Extracts text from a file and can be called with a POST Request to the following URL:
[POST] https://azure.leadtools.com/api/Recognition/ExtractText
The following parameters are required unless indicated otherwise, and are used by all Conversion and Recognition API calls:
Parameter | Description | Accepted Values |
---|---|---|
fileUrl (Optional) |
The URL to the file to be processed. For more information, refer to the Cloud Services Overview section. | A string or URI containing a valid URL to the file to be uploaded. |
firstPage |
The first page in the file to process. | An integer value between 1 and the total number of pages in the file. |
lastPage |
The last page in the file to process. | Passing a value of -1 or 0 will indicate to the service that all pages between the First Page parameter, and the last page in the file will be processed. Otherwise, an integer value between 1 and the total number of pages in the file must be passed, and the value must be greater than or equal to the value specified in the FirstPage parameter. |
guid (Optional) |
Unique identifier corresponding to an uploaded file. This value will be returned when a file is uploaded using the UploadFile service call. | A valid GUID |
filePassword (Optional) |
The password to unlock a password protected file. | A string containing the password for a secure PDF. |
callbackUrl (Optional) |
Passing a callbackURL to the service will allow us to notify you when your file has finished processing. If the callbackUrl is invalid or malicious, it will be ignored. The LEADTOOLS Cloud Services will send the request’s ID in the body of the message sent to the callbackUrl. | A string or URI containing a valid URL to message. |
ocrLanguage (Optional) |
The OCR Language to use when OCRing a Raster file. Defaults to en (English) if no languages are specified. | 0 - en 1 - bg 2 - hr 3 - cs 4 - da 5 - nl 6 - fr 7 - de 8 - el 9 - hu 10 - it 11 - pl 12 - pt 13 - sr 14 - es 15 - sv 16 - tr 17 - uk |
Additional parameters available are listed below.
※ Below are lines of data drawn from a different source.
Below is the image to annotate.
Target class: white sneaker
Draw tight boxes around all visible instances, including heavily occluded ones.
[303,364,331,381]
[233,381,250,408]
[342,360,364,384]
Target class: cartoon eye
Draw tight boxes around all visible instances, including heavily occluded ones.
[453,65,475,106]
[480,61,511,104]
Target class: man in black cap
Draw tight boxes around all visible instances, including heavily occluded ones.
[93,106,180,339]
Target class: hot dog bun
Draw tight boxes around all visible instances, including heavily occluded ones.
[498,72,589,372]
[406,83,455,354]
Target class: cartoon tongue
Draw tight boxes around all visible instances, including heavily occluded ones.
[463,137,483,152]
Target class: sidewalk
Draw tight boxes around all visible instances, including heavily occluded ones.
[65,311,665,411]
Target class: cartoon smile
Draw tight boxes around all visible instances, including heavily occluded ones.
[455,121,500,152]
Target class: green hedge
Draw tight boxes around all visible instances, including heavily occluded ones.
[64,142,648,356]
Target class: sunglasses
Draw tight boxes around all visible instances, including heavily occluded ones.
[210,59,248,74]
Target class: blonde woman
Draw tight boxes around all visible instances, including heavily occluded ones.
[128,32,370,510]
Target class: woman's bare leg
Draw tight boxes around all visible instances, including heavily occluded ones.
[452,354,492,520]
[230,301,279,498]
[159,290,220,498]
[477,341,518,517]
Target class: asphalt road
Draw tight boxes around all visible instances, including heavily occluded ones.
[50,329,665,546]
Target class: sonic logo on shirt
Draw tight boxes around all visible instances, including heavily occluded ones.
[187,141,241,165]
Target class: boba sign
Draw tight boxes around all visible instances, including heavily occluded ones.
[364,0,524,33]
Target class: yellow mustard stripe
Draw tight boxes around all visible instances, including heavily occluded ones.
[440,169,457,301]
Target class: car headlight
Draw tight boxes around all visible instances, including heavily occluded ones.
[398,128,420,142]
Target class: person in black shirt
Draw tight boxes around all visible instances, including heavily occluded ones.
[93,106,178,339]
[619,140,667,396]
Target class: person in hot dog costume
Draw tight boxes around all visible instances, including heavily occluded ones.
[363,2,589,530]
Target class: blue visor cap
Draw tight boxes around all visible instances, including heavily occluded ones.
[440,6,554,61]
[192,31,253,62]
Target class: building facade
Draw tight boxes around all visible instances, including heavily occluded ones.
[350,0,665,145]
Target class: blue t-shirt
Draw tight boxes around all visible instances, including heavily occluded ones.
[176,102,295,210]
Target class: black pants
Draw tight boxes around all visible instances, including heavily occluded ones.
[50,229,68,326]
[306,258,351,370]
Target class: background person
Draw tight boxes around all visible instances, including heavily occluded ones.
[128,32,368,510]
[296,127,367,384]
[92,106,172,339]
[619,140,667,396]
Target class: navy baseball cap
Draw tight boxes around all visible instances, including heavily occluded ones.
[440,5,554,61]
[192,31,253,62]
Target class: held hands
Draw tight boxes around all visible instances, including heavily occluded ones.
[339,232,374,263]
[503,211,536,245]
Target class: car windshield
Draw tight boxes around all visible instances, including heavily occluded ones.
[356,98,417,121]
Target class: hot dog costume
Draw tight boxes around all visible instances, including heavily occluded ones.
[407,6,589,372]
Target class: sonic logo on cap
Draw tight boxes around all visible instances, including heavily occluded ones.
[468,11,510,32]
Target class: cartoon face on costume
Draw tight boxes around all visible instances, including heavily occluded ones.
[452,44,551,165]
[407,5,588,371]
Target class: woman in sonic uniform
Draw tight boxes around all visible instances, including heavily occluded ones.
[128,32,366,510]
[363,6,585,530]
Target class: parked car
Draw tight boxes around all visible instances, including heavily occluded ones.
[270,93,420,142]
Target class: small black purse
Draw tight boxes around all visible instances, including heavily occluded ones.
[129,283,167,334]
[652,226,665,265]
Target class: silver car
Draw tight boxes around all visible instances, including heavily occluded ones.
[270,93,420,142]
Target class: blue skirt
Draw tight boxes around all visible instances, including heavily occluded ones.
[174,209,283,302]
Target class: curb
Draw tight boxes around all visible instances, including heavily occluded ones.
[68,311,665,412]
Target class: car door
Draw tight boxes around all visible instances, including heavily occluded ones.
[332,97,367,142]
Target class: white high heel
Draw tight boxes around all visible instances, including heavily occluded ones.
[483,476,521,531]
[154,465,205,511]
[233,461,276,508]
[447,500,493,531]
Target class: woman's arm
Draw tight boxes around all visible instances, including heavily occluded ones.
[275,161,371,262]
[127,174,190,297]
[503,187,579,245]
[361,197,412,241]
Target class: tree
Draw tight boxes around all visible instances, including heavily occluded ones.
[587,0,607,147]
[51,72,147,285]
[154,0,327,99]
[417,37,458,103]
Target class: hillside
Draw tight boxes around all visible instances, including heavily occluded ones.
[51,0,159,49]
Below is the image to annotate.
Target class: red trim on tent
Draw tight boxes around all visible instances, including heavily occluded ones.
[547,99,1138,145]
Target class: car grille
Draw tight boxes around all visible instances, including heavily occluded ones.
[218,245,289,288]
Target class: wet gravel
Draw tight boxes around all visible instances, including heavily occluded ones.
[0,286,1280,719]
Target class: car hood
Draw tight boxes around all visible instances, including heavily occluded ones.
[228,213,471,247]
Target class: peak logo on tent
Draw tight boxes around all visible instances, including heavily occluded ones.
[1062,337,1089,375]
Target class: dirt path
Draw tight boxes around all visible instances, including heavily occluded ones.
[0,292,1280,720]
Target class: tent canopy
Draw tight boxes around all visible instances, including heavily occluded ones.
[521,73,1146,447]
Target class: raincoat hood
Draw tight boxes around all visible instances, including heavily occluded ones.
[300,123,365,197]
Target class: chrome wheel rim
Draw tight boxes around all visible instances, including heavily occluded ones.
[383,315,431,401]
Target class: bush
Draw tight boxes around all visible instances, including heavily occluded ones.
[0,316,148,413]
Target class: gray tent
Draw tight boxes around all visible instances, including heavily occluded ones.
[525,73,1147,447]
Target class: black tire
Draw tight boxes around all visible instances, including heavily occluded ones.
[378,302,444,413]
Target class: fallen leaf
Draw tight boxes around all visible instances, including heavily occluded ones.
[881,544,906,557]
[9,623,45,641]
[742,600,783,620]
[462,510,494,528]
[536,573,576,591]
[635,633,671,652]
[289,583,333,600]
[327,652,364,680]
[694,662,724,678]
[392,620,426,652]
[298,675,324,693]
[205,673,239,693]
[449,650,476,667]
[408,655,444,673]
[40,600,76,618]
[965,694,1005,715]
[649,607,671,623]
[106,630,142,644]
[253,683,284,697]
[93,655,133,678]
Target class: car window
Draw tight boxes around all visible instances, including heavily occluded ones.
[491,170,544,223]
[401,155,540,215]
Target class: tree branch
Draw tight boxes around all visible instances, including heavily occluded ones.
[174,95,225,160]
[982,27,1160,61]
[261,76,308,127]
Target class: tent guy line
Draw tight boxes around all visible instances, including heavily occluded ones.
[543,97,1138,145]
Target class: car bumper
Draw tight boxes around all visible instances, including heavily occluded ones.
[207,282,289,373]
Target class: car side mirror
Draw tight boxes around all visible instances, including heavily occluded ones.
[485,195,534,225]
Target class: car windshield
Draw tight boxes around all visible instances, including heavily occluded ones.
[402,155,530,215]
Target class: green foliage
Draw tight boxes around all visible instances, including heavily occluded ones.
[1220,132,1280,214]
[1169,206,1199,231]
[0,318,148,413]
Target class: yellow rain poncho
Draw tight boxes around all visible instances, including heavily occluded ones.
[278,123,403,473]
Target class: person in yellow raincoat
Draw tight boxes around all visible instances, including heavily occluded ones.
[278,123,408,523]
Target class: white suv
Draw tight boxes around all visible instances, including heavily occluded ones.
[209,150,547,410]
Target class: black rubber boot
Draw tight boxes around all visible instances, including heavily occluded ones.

Parameter | Description | Accepted Values |
---|---|---|
characterinfo (Optional) |
Value indicating whether you want to receive additional data regarding the Characters found in each page and their locations. | A Boolean |
The following status codes will be returned when the method is called:
Status | Description |
---|---|
200 | The request has been successfully received. |
400 | The request was not valid for one of the following reasons: Required request parameters were not included. GUID value was not provided. File information provided was malformed. Attempting to queue a request on a file that has not yet been verified. |
401 | The AppID/Password combination is not valid or does not correspond with the GUID provided. |
402 | There are not enough pages left in the Application to process the request. |
500 | There was an internal error processing your request. |
If performing a single-service call, a unique-identifier will be returned that can be used to query the progress of the extraction.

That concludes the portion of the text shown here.